Anzode has demonstrated remarkable courage and resourcefulness. Originating in New Zealand, a country with no battery making or development resources and little expertise in electrochemistry, Anzode’s patented technology now competes against global leaders. Officer asserts that despite the left-field nature of battery chemistry to New Zealand, Kiwi investors have been very supportive. On-going support from New Zealand Government grants, Meridian Energy and various angel investors have been invaluable to Anzode’s expansion to the world stage.

Getting a revolutionary clean tech product to market has its challenges. The battery industry is centuries old and most existing players willfully hold on to low cost, high volume strategies. Officer explains how this can stifle new developments: “new battery developments take a long time to come to market and they are generally very disruptive. Therefore incumbent players tend to try to kill them at birth – we are no exception”. Prospective buyers, or OEMs, can sometimes be nervous about reconfiguring their applications to adopt to new technology. Anzode overcomes the obstacles as they arise. The strength lies in the technology, which addresses one of the most pressing issues of our time: energy storage for clean tech applications.
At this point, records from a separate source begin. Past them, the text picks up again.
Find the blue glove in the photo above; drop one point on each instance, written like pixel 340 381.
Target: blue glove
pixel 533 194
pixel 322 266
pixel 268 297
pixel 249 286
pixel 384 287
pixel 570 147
Anzode is now working in Asia where they experience Chinese firms to be among the most experimental and open to new technologies.

Officer asserts that Kiwi clean tech entrepreneurs have plenty going for them. Firstly, due to limited resources, New Zealander’s possess a long tradition of a ‘do-it-yourself’ self-reliance attitude. Secondly, they generally ‘don’t know what they don’t know’ which means tackling things that people from more developed & structured countries would think were impossible – take Sir Edmund Hillary and Sir Peter Blake, for example. Finally, Officer has experienced investors and government in New Zealand to be very accessible. Simply put, “Kiwis can do things, with fewer resources and bigger goals, simply because we are close to each other and nobody has ever told us we can’t”.